Manning, Guy: A Matter of Life & Death (The Journal of Abel Mann)
Posted by Duncan Glenday, SoT Staff Writer on 2005-01-09 21:45:45
My Score:

It took a long time to review this CD because there are so many different influences that it was almost impossible to categorize this music. Progressive folk? Yes, there's plenty of Tull and even Strawbs in here - but it's also more complex, and heavier than folk. '70s-Styled progressive rock? No question about it - except that there are also many very modern elements. Hard rock? There are certainly many hard segments here but there are also soft, proggy and even jazzy sections. Singer-songwriter? That may be your first impression, but there's a whole band here, with the variety of inputs and influences that elevates the music well beyond troubadour status.

Well - perhaps the broad array of influences on A Matter Of Life & Death defines its own category.

All that variety may lead you to fear that the music would be all over the map. Not so - although there's a good range of sounds here, and despite the song-orientation apparent on this album, it's a very cohesive piece that addresses the concept described in the subtitle 'The Journal Of Abel Mann'. This character was introduced in previous Manning albums, and here we find him in a poignant reflection on the successes and failures of his life. Manning's lyrics are far better than most in today's progressive music. There's a purpose to each song and the heartfelt prose is perfectly matched to the music, but you can't help thinking the album would be well served by a summary of the story in the cover booklet.

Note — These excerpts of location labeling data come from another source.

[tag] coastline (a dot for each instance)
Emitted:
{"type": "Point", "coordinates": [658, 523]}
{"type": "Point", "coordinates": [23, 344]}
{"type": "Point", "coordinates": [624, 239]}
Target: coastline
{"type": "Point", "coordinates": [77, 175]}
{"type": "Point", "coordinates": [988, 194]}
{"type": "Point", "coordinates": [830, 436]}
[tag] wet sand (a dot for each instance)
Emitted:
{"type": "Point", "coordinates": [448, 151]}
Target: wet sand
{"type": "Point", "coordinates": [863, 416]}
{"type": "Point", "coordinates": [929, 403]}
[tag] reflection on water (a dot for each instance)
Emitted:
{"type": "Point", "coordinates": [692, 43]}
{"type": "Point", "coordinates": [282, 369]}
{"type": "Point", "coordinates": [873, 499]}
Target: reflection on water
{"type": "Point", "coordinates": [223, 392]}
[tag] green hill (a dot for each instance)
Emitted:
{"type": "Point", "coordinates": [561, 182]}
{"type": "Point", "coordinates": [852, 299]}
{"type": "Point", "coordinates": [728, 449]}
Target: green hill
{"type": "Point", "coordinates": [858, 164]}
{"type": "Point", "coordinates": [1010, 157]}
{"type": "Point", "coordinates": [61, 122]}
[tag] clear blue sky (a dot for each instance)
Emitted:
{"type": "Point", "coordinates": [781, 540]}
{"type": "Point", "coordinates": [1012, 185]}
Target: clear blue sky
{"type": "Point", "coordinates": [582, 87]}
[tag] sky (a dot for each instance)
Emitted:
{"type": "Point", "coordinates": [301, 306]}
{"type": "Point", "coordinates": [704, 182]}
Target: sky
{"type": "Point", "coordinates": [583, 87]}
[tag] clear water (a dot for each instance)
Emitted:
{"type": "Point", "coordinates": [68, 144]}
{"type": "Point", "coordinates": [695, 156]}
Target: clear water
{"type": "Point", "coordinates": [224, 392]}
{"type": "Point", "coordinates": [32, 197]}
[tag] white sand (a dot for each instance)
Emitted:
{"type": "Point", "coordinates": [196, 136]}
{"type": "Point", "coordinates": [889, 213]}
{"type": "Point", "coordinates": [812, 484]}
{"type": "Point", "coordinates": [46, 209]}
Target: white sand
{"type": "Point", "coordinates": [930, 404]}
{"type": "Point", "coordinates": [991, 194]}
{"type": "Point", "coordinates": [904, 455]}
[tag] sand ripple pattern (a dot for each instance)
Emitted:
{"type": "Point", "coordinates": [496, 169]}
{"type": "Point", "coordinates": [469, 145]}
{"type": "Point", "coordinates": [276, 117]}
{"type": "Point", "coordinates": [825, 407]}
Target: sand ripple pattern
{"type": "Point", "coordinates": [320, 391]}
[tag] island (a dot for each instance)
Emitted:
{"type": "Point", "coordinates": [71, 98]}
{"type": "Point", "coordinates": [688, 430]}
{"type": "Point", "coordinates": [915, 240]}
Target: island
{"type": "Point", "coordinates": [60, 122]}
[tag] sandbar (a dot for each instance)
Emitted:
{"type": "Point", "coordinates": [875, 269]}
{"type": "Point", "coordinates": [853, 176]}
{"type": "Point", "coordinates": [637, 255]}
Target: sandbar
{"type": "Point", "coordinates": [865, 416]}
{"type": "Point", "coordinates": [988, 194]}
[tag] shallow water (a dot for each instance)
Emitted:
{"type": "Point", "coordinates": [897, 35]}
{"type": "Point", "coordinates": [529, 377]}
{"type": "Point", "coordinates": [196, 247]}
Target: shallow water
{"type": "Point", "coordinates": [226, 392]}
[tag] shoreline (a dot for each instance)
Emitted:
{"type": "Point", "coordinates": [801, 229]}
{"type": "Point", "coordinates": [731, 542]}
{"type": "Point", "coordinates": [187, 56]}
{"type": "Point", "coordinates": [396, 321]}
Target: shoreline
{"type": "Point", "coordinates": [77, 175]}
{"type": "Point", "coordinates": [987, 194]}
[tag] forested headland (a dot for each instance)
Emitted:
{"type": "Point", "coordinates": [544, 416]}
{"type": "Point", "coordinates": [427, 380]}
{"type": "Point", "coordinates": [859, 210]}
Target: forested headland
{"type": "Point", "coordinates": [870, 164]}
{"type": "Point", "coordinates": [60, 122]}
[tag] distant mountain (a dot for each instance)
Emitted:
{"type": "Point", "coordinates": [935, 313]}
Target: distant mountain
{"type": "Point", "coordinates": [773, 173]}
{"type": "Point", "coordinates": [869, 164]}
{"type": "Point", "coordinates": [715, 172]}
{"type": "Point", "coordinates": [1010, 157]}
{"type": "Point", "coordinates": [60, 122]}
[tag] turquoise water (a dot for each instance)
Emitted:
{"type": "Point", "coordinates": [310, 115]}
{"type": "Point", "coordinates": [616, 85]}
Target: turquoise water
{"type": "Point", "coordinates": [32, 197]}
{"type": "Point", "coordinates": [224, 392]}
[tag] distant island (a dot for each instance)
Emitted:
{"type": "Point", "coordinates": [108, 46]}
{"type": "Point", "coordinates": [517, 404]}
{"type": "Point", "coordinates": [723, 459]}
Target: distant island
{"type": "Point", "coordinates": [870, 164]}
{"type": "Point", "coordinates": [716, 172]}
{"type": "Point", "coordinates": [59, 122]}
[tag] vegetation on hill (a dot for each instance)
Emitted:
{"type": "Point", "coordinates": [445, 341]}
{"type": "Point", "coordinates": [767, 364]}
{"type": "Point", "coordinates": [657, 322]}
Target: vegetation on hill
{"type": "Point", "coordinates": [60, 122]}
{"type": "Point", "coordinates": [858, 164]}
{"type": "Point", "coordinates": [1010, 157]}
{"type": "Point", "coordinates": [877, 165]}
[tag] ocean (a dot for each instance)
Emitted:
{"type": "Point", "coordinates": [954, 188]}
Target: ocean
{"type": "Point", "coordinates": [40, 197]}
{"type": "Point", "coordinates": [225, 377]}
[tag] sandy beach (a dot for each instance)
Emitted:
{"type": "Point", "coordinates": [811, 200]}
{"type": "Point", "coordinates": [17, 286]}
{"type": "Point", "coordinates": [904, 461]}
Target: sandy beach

It's almost impossible to select a standout track here, but a favorite is "River Of Time" It isn't the most complex or the most 'progressive' song on this CD - that honor goes to the sax-rich and mostly instrumental "Out Of My Life" - but it is a soft melodic piece that you might find yourself playing over and over again. Guy's fat twelve-string guitar complements Laura Fowles' whisper-soft and very feminine background vocals, while the rich but understated keys and gentle bass and occasional high-register synth motifs build an elegant, introspective piece that segues nicely into "Silent Man", a more folk-rock oriented piece with fiddle, mandolin, and a heavy Jethro Tull influence.

In fact, that 'Tull reference is all over this CD. Not in the instrumentation, but in the folk-rock orientation on "Life's Disguises" and "Silent Man", and particularly, in the vocals. Imagine a younger Ian Anderson without the cynicism and you have a good idea of Guy's delivery. It has a rich mid-ranged timbre and a clear if occasionally sibilant enunciation. The vocals are very up-front in the mix and there aren't many long instrumental sections so the singing and the lyrical content are dominant aspects on this record.

This is Manning's sixth solo album since 1999. In that time he's also worked on parallel Or 90 degrees, two acclaimed The Tangent CDs, and with La Voce Del Vento on one (soon two, we understand) Colossus 'Spaghetti Epic' projects. As prolific as that may be it appears that his product gets stronger with each successive release, and A Matter Of Life & Death is probably his best body of work yet.